Marc looked up inquiringly.
She must say something. She said, “I’m a little nervous about the dinner party tonight.”
“What’s there to be nervous about? Hackfeld has already agreed to a grant.”
“You know Maud says we need more. How can Hackfeld insist on such a big team, and then be so stingy?”
“That’s why he’s rich. Anyway, he’s got a lot of other irons in the fire.”
“I wonder how Maud’ll bring it up?” said Claire.
“You leave it to her. That’s her specialty.”
Claire’s eyes followed Suzu to the stove. “Suzu, what’s it going to be tonight?”
“Chicken Teriyaki.”
“The way to a man’s purse is through his stomach.

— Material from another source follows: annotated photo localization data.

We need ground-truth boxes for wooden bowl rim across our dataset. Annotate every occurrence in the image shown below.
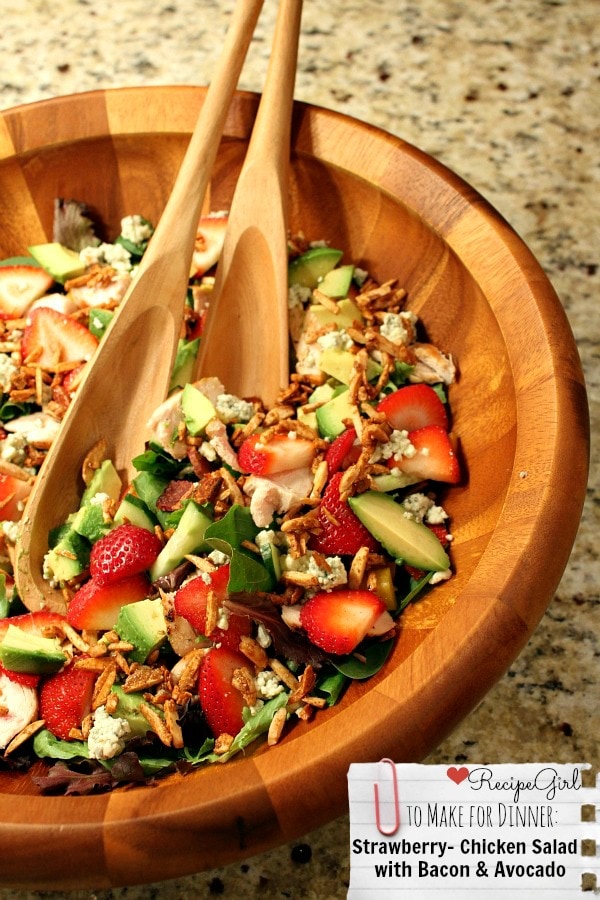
[0,86,589,889]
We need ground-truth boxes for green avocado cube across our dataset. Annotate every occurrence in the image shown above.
[115,598,167,664]
[0,624,67,675]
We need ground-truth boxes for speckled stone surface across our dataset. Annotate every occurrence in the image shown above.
[0,1,597,897]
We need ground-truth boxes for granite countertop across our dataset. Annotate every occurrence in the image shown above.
[0,1,597,897]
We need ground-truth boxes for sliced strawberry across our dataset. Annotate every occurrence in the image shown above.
[377,383,448,432]
[390,424,460,484]
[324,426,360,475]
[404,523,451,580]
[0,265,54,319]
[189,214,228,278]
[62,362,87,394]
[300,588,386,655]
[0,609,67,642]
[198,645,248,737]
[39,660,97,740]
[89,523,162,586]
[0,660,40,688]
[66,573,151,631]
[174,565,251,651]
[21,306,98,368]
[238,432,316,476]
[311,471,379,556]
[0,473,33,521]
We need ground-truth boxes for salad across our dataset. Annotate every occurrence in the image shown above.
[0,202,460,793]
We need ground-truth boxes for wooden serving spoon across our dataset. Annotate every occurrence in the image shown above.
[14,0,265,613]
[194,0,303,404]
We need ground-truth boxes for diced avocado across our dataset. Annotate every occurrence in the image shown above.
[315,388,356,439]
[114,493,156,532]
[296,406,317,430]
[132,471,169,517]
[170,337,200,392]
[88,307,114,339]
[319,348,381,386]
[27,242,86,284]
[44,526,90,585]
[288,247,343,288]
[368,566,397,612]
[115,598,167,664]
[317,265,355,298]
[309,297,364,330]
[0,256,44,269]
[150,500,213,581]
[308,382,336,405]
[71,502,112,543]
[0,624,67,675]
[348,491,450,571]
[181,383,216,436]
[109,684,161,738]
[372,471,420,492]
[81,459,123,506]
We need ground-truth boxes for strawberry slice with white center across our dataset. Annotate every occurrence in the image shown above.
[0,265,54,319]
[389,424,460,483]
[0,609,67,642]
[300,588,386,655]
[39,660,97,740]
[22,306,98,368]
[377,383,448,432]
[238,432,316,476]
[0,472,33,521]
[198,645,249,738]
[189,214,228,278]
[174,564,251,651]
[66,573,151,631]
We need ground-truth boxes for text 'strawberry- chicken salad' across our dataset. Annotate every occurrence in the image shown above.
[0,201,460,793]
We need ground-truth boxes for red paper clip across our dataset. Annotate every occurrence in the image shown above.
[374,758,400,835]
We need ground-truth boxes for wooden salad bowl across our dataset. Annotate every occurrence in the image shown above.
[0,87,589,889]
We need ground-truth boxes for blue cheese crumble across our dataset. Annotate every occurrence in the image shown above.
[87,706,131,760]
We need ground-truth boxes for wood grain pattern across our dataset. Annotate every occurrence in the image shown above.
[0,87,589,889]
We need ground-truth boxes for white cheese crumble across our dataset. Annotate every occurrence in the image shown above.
[317,328,353,351]
[379,311,419,346]
[87,705,131,760]
[120,214,153,245]
[80,241,132,273]
[401,492,448,525]
[215,393,254,424]
[370,429,416,464]
[0,432,27,465]
[89,492,110,507]
[0,353,18,392]
[254,670,285,699]
[283,552,348,590]
[199,440,218,462]
[1,520,19,543]
[256,623,272,649]
[288,283,311,310]
[207,549,229,567]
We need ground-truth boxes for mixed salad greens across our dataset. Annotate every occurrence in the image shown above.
[0,201,460,793]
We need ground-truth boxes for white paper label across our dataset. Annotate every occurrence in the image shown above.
[347,762,599,898]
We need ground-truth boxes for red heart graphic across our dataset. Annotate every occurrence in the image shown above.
[447,766,469,785]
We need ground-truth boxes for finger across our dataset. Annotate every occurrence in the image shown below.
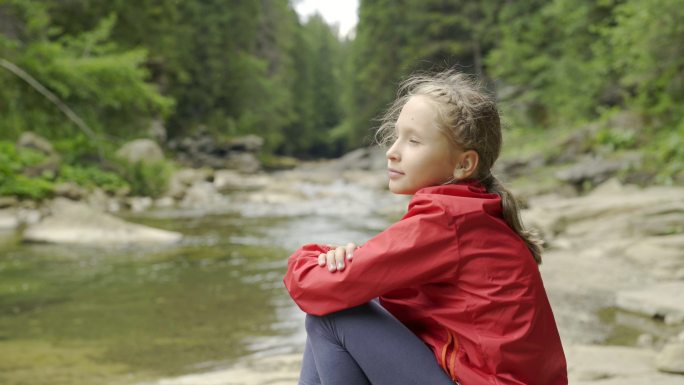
[326,250,337,272]
[318,253,326,266]
[345,242,356,260]
[335,247,345,271]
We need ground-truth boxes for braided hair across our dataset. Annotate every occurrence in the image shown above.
[376,70,543,264]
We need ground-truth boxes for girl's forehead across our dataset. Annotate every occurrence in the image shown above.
[395,96,441,135]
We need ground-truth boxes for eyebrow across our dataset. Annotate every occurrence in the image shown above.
[395,125,420,136]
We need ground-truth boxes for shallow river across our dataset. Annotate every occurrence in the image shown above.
[1,177,668,384]
[0,181,402,385]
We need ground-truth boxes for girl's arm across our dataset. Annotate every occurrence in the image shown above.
[283,196,460,315]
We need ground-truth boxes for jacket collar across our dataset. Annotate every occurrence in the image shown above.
[415,181,495,198]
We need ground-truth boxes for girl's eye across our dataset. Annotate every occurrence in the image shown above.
[409,138,421,144]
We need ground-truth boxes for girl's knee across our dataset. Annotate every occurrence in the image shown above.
[304,313,323,334]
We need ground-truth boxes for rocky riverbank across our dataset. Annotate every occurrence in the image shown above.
[2,137,683,383]
[132,152,683,384]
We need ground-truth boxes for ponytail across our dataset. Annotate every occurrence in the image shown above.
[483,175,543,264]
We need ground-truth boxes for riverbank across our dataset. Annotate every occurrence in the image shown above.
[133,156,684,384]
[2,145,683,384]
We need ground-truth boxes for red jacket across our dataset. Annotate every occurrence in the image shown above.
[284,183,567,385]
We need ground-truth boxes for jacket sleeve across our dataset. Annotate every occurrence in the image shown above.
[283,196,460,315]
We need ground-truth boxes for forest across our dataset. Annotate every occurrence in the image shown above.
[1,0,683,199]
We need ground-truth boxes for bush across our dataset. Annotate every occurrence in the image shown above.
[115,159,174,198]
[57,164,129,194]
[0,141,55,199]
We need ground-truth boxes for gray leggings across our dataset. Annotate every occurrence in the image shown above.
[299,300,457,385]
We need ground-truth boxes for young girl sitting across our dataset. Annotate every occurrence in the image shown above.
[284,70,567,385]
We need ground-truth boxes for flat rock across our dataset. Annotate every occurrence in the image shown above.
[567,344,684,385]
[22,198,181,245]
[616,282,684,324]
[656,342,684,374]
[0,209,19,230]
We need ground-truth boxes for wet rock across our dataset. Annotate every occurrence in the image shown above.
[116,139,165,164]
[165,168,213,199]
[616,282,684,324]
[0,209,19,230]
[22,198,181,245]
[656,343,684,374]
[225,152,260,174]
[213,169,269,192]
[179,181,226,209]
[86,188,120,213]
[128,197,153,213]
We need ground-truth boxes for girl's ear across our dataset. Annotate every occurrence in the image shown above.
[453,150,479,180]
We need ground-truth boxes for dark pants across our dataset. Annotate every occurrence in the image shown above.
[299,300,456,385]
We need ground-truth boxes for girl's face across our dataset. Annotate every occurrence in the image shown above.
[386,95,460,195]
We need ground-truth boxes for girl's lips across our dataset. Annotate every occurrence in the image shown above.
[388,168,404,179]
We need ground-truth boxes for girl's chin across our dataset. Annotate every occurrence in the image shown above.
[388,183,417,195]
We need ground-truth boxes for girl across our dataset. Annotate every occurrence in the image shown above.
[284,70,567,385]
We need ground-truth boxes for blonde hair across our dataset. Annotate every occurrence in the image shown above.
[376,70,544,264]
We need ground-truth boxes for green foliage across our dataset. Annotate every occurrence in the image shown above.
[115,159,174,198]
[57,165,129,194]
[650,121,684,184]
[0,1,173,141]
[607,0,684,123]
[0,141,54,199]
[2,0,684,187]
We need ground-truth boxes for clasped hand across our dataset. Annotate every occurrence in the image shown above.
[318,243,358,272]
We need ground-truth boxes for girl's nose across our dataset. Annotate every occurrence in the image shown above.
[386,142,400,161]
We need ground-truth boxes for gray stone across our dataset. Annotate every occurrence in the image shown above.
[228,135,264,152]
[213,169,269,192]
[54,182,87,200]
[0,209,19,230]
[0,196,19,208]
[656,343,684,374]
[17,131,56,156]
[225,152,261,174]
[567,344,684,385]
[116,139,165,164]
[616,282,684,324]
[22,198,181,245]
[179,182,225,209]
[128,197,153,213]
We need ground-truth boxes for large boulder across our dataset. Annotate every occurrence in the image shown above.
[116,139,165,164]
[656,343,684,374]
[22,198,181,245]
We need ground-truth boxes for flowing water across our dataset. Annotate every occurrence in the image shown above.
[0,181,403,385]
[0,177,667,384]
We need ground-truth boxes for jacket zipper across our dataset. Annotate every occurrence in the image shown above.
[440,327,460,383]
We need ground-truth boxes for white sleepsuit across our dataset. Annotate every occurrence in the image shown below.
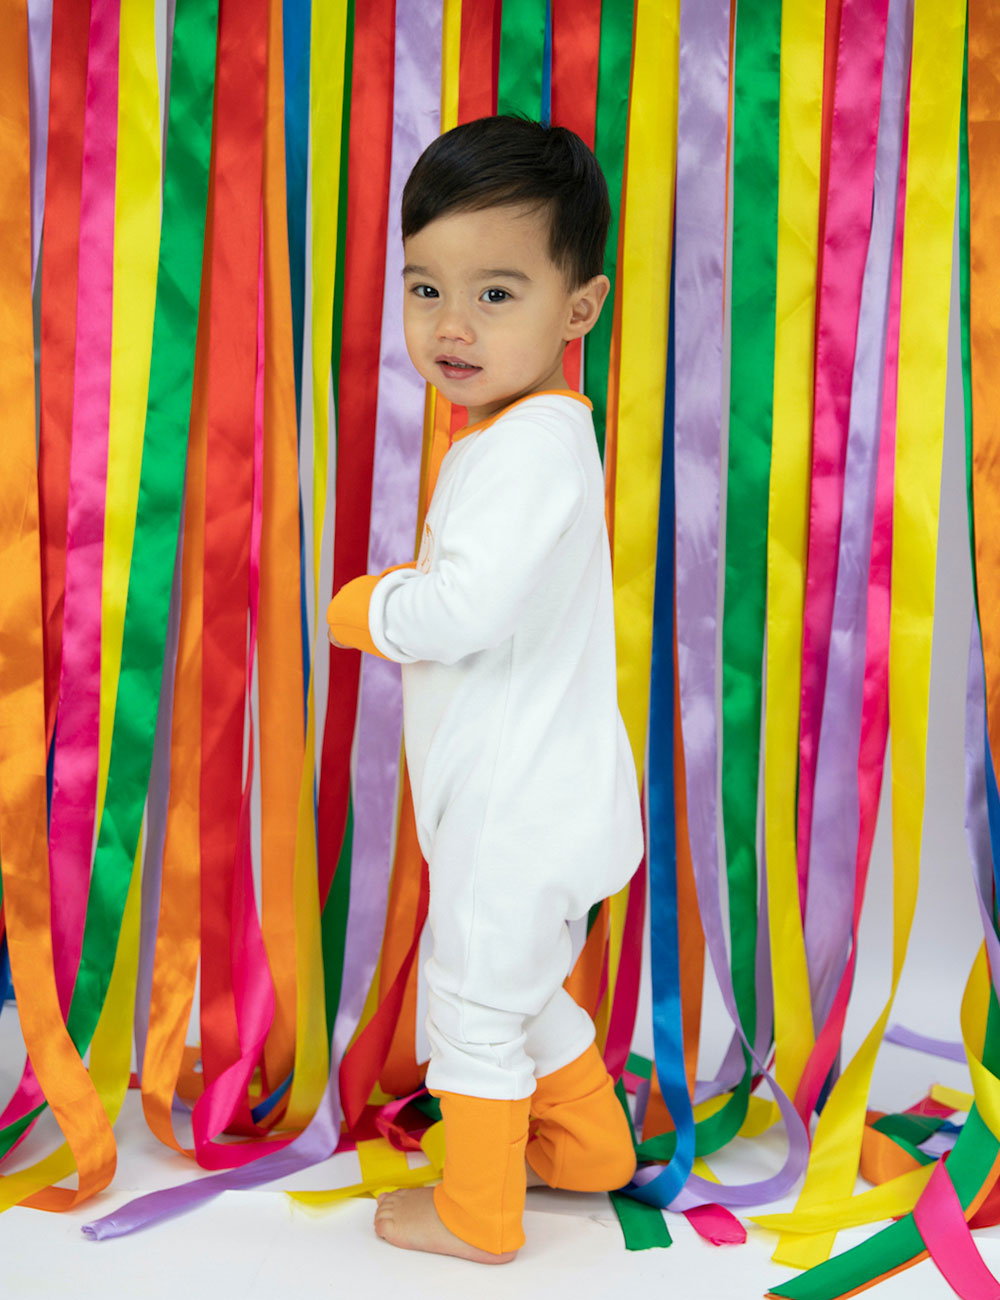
[338,390,643,1102]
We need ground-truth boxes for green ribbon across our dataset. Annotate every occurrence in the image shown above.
[716,0,783,1144]
[584,2,633,460]
[320,0,356,1042]
[497,0,547,118]
[611,1078,674,1249]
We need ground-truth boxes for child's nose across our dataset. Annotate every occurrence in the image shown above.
[435,303,474,342]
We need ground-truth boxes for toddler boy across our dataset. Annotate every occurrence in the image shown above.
[327,115,643,1264]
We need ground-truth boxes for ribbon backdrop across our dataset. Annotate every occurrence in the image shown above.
[1,0,997,1294]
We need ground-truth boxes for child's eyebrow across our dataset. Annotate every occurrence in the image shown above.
[474,268,531,282]
[402,264,430,277]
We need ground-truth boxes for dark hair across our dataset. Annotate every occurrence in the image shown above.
[401,116,611,287]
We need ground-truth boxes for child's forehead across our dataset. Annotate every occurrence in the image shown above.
[402,202,559,276]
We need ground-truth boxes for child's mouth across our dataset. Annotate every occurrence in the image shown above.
[437,356,481,381]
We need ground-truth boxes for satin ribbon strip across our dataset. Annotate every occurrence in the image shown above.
[197,0,268,1141]
[913,1157,1000,1300]
[315,0,395,907]
[796,0,888,924]
[337,0,440,1118]
[721,0,782,1066]
[38,0,91,748]
[761,0,824,1134]
[47,0,120,1027]
[27,0,52,286]
[793,0,910,1127]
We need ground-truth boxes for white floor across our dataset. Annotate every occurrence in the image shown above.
[0,995,996,1300]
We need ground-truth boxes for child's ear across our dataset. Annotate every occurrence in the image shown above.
[566,274,611,339]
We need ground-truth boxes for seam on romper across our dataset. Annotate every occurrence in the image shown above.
[456,634,515,1060]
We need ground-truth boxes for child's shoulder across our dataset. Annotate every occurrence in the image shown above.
[466,392,599,500]
[477,390,594,454]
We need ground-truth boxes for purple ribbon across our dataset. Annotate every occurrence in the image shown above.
[351,0,441,1005]
[884,1024,966,1065]
[669,0,808,1210]
[27,0,53,289]
[963,620,1000,1005]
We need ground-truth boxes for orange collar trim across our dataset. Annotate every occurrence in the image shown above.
[449,389,594,445]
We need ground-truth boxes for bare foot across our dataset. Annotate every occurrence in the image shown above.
[374,1187,517,1264]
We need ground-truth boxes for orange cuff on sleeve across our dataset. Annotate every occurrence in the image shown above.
[326,563,416,659]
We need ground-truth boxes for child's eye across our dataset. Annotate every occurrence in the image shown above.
[411,284,438,299]
[481,288,510,304]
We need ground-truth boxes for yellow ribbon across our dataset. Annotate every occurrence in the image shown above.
[97,0,161,820]
[288,1122,445,1210]
[604,0,680,1027]
[309,0,350,601]
[442,0,461,132]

Brilliant, Suzu.”
“You bet,” said Suzu, grinning.
“Whose purse? Whose stomach?” It was Maud Hayden in the dining room doorway. Her gray hair was indescribably tangled, apparently from the wind. Her wide old face was outdoor red. Her squat, stout body was shapeless in muffler, pea jacket, navy blue flannel skirt, and therapeutically customed, cloddish shoes. She waved her gnarled walking stick, a product of Ecuador and Jivaro country. “Who were you discussing?” she demanded to know.
“Cyrus Hackfeld, keeper of our money,” said Claire. “Did you have breakfast?”
“Hours ago,” said Maud, unwinding her muffler. “Brrr. Cold out. Sun and palm trees and still you nearly freeze to death.”
“What do you expect in March?” said Marc.
“I expect California weather, my son.” She smiled at Claire. “Anyway, in not so many weeks we’ll have all the tropical weather we can stand.”